2.Pengaruh HPMC terhadap perilaku permukaan partikel semen juga mengatur proses hidrasi. Setelah mengembang, HPMC membentuk lapisan tipis yang sebagian terserap pada permukaan partikel semen, menghambat antarmuka reaksi hidrasi. Kehadiran lapisan yang terserap menunda kontak awal antara mineral seperti C3S dan C2S dengan air, yang menyebabkan periode induksi yang lebih lama dan puncak hidrasi yang tertunda. Ini menjelaskan mengapa mortar yang mengandung HPMC umumnya menunjukkan waktu pengerasan yang lebih lama.

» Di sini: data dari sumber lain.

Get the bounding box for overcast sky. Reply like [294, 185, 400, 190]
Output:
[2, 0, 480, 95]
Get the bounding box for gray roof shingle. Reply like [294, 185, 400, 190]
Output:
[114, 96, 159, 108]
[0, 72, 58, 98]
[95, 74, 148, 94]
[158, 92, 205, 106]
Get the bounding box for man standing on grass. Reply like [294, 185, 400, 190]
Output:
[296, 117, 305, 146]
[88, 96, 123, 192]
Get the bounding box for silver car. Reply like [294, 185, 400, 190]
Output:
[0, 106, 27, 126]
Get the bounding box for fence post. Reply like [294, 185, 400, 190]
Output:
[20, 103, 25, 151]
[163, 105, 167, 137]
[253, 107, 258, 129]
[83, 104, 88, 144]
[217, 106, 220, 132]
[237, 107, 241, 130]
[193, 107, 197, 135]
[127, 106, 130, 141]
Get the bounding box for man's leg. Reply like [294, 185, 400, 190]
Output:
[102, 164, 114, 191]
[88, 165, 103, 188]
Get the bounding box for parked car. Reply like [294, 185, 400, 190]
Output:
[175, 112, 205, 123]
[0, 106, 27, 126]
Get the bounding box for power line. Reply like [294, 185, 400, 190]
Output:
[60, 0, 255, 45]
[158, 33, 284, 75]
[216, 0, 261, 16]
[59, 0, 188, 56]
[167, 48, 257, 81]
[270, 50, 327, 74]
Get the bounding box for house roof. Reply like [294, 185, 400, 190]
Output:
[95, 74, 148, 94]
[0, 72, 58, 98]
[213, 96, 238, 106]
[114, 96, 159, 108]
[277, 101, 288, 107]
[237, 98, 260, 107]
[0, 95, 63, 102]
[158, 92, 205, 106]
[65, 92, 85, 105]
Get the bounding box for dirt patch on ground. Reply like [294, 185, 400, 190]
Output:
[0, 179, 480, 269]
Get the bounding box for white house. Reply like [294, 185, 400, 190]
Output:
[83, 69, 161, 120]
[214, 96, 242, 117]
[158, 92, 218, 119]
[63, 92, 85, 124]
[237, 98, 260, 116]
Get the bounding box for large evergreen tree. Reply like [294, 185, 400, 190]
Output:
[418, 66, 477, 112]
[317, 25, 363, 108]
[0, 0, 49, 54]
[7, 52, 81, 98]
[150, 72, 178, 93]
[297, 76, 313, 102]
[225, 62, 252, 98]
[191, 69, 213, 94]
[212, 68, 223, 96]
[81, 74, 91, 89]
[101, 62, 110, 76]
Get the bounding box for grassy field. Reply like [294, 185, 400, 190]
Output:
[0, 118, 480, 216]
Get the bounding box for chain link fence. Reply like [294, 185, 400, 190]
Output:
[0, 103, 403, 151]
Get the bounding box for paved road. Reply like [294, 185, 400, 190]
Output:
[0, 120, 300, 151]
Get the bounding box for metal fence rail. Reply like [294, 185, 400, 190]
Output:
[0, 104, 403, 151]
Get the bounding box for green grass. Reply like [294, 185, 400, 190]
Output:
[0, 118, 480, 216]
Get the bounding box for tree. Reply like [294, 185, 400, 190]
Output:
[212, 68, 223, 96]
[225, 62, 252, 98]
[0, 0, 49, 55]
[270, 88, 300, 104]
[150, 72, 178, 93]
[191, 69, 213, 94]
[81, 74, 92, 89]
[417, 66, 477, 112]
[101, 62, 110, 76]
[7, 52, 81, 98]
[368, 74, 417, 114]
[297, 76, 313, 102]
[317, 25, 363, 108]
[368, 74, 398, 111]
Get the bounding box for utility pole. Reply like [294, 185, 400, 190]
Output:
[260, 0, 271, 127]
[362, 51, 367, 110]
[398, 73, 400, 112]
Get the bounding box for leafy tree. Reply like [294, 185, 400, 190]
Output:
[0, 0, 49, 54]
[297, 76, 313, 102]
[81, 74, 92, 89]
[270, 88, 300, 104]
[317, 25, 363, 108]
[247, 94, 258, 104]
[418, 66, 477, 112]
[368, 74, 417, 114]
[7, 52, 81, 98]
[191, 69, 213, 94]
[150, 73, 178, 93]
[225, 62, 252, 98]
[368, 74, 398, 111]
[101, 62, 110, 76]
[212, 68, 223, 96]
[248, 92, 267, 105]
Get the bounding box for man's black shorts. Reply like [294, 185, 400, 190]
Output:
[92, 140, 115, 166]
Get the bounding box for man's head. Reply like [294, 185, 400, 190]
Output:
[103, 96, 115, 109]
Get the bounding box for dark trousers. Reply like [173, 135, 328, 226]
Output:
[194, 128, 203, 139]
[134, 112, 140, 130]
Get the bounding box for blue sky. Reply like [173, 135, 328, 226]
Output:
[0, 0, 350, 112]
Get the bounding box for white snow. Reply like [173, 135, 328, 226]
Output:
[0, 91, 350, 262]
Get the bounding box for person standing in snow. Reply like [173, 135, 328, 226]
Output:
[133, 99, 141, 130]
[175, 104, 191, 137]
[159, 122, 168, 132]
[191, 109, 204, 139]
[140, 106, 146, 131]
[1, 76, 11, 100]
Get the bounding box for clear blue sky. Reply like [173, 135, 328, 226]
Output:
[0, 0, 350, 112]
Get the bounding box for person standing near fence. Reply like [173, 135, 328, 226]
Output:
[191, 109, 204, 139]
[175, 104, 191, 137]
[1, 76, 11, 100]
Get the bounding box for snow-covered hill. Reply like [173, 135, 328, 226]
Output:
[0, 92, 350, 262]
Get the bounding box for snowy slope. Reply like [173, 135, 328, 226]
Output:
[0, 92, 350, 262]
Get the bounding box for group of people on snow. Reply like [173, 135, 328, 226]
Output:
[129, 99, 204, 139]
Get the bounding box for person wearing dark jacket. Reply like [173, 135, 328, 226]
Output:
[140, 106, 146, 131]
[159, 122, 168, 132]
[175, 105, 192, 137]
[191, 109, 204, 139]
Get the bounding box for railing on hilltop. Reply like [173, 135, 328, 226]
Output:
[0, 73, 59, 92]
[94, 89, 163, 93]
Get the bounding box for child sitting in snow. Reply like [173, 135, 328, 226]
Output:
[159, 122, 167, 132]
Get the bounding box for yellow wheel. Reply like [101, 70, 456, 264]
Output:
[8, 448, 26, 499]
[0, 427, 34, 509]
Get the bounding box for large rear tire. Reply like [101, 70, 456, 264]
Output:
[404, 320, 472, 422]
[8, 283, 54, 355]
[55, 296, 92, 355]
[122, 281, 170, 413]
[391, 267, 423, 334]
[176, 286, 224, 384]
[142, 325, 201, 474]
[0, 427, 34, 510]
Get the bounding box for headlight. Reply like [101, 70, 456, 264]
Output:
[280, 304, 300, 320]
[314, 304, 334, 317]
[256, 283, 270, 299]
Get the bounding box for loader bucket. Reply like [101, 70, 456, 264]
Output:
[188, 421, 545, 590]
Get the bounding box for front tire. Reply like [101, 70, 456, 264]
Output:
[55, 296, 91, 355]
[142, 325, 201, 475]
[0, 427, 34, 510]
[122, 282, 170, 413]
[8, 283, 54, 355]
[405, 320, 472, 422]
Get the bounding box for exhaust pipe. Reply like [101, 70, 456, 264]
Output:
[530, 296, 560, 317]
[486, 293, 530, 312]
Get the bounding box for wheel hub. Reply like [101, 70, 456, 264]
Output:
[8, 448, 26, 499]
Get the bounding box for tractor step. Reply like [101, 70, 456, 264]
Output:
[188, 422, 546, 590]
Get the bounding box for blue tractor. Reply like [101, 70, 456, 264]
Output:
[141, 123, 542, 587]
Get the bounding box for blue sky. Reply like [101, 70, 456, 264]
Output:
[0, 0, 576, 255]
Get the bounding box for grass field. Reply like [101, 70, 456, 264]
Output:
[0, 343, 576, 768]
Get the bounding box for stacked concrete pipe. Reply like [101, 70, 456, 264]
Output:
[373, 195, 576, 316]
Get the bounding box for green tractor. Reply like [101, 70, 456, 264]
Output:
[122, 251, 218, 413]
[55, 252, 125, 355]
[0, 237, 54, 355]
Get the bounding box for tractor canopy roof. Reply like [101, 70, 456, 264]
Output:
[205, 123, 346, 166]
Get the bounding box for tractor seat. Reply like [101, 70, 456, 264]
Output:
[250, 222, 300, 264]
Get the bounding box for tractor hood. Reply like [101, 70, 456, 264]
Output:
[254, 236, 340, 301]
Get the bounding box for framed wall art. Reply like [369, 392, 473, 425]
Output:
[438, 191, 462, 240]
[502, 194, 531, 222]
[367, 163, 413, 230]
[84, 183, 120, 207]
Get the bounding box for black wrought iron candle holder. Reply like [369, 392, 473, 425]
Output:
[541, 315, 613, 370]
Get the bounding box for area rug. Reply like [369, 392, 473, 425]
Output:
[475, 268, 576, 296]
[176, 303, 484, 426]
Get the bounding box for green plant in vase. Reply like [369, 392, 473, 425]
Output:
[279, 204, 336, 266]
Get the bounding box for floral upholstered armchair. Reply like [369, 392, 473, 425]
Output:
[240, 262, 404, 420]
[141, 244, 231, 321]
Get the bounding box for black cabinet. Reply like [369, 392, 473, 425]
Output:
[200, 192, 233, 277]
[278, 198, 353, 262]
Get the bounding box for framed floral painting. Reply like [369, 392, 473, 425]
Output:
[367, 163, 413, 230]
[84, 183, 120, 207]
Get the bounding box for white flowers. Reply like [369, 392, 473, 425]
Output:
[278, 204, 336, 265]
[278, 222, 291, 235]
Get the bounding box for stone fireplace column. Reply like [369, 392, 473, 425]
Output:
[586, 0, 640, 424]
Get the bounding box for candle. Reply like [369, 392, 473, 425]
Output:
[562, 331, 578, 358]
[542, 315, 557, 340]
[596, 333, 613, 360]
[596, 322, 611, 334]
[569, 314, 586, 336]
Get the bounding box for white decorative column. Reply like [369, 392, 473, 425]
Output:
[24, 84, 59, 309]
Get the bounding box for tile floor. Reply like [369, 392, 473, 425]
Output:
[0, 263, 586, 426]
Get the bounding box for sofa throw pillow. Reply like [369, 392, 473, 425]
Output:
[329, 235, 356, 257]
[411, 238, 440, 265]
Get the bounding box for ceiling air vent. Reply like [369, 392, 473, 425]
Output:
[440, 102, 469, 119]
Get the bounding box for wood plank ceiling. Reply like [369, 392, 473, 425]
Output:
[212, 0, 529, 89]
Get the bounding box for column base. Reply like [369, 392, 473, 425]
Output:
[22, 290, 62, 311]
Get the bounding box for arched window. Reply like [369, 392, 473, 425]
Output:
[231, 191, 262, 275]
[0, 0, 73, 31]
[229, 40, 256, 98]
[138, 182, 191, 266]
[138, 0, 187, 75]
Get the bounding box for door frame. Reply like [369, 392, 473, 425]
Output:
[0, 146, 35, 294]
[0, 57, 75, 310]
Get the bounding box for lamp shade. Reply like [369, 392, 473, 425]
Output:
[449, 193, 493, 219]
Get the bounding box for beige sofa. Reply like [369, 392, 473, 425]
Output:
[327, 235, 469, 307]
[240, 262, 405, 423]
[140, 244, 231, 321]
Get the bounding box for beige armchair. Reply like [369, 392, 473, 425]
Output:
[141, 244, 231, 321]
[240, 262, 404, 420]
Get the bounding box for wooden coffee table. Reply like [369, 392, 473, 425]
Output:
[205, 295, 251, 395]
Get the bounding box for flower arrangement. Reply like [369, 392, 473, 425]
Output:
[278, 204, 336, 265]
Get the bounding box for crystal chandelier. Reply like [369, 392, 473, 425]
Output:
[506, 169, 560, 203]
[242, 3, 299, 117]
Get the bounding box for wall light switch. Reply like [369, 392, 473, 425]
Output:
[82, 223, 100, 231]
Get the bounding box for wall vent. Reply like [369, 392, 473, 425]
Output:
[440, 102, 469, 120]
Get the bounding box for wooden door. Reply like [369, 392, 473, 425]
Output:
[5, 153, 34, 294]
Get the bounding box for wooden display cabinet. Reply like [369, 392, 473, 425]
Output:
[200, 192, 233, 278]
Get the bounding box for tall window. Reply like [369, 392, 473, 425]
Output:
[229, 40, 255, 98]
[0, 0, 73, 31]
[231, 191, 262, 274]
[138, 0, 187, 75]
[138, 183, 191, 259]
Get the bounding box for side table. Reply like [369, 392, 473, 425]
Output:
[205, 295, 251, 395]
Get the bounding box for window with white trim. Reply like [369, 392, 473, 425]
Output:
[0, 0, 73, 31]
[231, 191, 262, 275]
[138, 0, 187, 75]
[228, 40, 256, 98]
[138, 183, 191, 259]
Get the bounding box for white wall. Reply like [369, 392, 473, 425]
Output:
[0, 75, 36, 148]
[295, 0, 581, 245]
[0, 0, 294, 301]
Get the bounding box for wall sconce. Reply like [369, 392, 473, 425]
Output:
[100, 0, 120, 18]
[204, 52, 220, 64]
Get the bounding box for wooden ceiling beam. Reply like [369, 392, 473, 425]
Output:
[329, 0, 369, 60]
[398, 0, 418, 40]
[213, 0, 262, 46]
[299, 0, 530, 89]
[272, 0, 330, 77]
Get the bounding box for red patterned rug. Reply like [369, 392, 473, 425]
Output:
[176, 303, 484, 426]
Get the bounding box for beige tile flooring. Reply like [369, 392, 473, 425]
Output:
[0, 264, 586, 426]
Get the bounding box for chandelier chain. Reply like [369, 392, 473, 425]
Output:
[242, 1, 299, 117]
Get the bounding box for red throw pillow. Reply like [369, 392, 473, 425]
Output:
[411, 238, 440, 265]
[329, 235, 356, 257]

Lebih lanjut, HPMC dengan derajat substitusi tinggi atau viskositas tinggi memiliki kapasitas adsorpsi yang lebih kuat dan dampak yang lebih signifikan pada hidrasi.
3.HPMC meningkatkan viskositas sistem, mengurangi fluiditas pasta semen dan memengaruhi migrasi serta morfologi kristalisasi produk hidrasi. Viskositas yang lebih tinggi membatasi ruang pertumbuhan kristal, menghasilkan gel CSH dan kristal Ca(OH)₂ yang lebih halus, sehingga mendorong homogenisasi struktural. Meskipun kekuatan awal mungkin menurun, kekuatan pada tahap selanjutnya meningkat karena hidrasi yang lebih lengkap dan porositas kapiler yang berkurang.
4.Dari segi mikrostruktur, penambahan HPMC menghasilkan struktur jaringan produk hidrasi yang lebih padat. Hal ini dapat membentuk adsorpsi fisik yang lemah dengan gel CSH, meningkatkan adhesi antarmuka dan mengurangi porositas. Beberapa penelitian menunjukkan bahwa, pada jumlah yang tepat, HPMC dapat memperbaiki cacat struktural di zona transisi antarmuka (ITZ), meningkatkan ketangguhan keseluruhan dan ketahanan retak mortar.
5.Pengaruh HPMC terhadap hidrasi semen bersifat dua sisi. Penambahan yang berlebihan dapat secara signifikan menunda hidrasi, yang menyebabkan penurunan kekuatan awal yang berlebihan; secara bersamaan, peningkatan kandungan organik dapat menurunkan ketahanan suhu tinggi dari material semen. Oleh karena itu, dosis harus dikontrol secara rasional sesuai dengan jenis mortar, jenis material semen, dan kondisi konstruksi. Misalnya, pada material konstruksi lapisan tipis seperti perekat ubin dan bubuk dempul, retensi air dan efek penundaan waktu HPMC menguntungkan; namun, pada mortar perbaikan yang membutuhkan kekuatan awal yang tinggi, viskositas dan rasio penambahan harus dipilih dengan cermat.
6. HPMCDampak pada proses hidrasi semen terutama tercermin dalam tiga aspek: menunda hidrasi dan mendorong reaksi tahap selanjutnya melalui retensi air; memperpanjang periode induksi melalui adsorpsi; dan mengubah morfologi dan struktur produk hidrasi dengan meningkatkan viskositas. Pengendalian yang tepat terhadap jenis dan dosis HPMC dapat meningkatkan kinerja mortar sekaligus menghindari dampak berlebihan pada kekuatan awal, sehingga mencapai keseimbangan optimal antara kemampuan kerja dan sifat mekanik.